After about 20 days, the tadpoles will begin to wriggle inside their shells. The male then uses its tongue to pick them up and move them to its enlarges vocal sac, which will act as a nursery for the time being. The tadpoles attain sustenance by eating the remains of its eggs and through the nutrient-rich secretions provided by the adult.

Once the tadpoles have grown to a length of 1cm, it would have grown two pairs of legs and its tail would be reduced to a stump, they are then spat out by the male. Up to 19 can be cared for at one time by an adult male.

Juvenile Darwin's frog
Juvenile Darwin’s frog

Adaptations

  1. The male Darwin’s frog raises his young in his mouth. He holds them as eggs and when they hatch, he transports them to a water source.
  2. The Darwin’s frog has excellent camouflage as it has evolved to resemble a leaf. It blends in remarkably well with the leaf litter in which it lives. This reduces the risk of predation.
  3. Like other frogs, the Darwin’s frog has webbed feet that help it manoeuvre through water.
  4. The Darwin’s frog has eyes and nostrils on the top of its head allowing it to stay almost submerged underwater.

Threats

There is a worrying decline in the number of Darwin’s frogs throughout the world, especially in Chile where some populations are disappearing entirely. This is because of deforestation and the replacement of their native trees with exotic species.

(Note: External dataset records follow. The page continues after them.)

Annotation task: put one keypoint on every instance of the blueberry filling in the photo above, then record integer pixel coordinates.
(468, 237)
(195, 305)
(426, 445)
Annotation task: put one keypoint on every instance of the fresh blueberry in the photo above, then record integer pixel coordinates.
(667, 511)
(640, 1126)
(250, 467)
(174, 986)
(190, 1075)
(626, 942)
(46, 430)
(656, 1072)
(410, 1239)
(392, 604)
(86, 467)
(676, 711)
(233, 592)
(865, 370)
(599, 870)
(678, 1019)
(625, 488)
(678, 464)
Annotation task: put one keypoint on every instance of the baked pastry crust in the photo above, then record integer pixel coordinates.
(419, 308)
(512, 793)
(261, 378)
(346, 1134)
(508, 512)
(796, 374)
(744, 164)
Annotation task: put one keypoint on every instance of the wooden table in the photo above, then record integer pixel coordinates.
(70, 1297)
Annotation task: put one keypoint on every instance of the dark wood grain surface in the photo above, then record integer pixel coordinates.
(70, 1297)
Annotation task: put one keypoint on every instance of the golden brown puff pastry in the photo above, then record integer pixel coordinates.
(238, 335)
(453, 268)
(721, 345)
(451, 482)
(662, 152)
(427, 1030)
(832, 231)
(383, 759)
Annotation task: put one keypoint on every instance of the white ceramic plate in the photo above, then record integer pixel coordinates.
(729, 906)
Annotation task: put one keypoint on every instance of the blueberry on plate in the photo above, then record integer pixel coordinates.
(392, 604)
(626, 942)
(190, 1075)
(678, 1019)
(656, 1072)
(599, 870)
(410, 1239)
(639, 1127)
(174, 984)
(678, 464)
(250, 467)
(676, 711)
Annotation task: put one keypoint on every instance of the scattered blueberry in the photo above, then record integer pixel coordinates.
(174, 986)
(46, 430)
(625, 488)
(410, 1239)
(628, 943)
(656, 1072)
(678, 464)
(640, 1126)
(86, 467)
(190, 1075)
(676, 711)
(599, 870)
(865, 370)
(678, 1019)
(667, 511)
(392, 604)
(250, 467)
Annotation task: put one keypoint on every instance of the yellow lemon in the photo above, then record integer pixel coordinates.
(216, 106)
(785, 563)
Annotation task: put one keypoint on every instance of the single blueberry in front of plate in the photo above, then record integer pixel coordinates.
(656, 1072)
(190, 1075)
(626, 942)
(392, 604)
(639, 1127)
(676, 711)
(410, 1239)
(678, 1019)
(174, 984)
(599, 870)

In other regions, the causes are unknown, but it maybe be down to climate change and ultraviolet radiation. This could also be what is contributing to the worldwide decline in amphibians.

Conservation

IUCN Status: Vulnerable

Throughout the Darwin’s frogs range, there are a number of protected areas helping to preserve its habitat. However, these need to be improved and expanded, especially in sites near the north of its territory.

Fun Facts

Male: Male frog
Female: Female frog
Young: Tadpole

Group: Army

The Darwin’s frog is named after Charles Darwin, who discovered it during his world voyage.
The males call is small and bell-like, despite its large vocal sac.
It is also known as the Darwin’s toad and the Cowboy frog.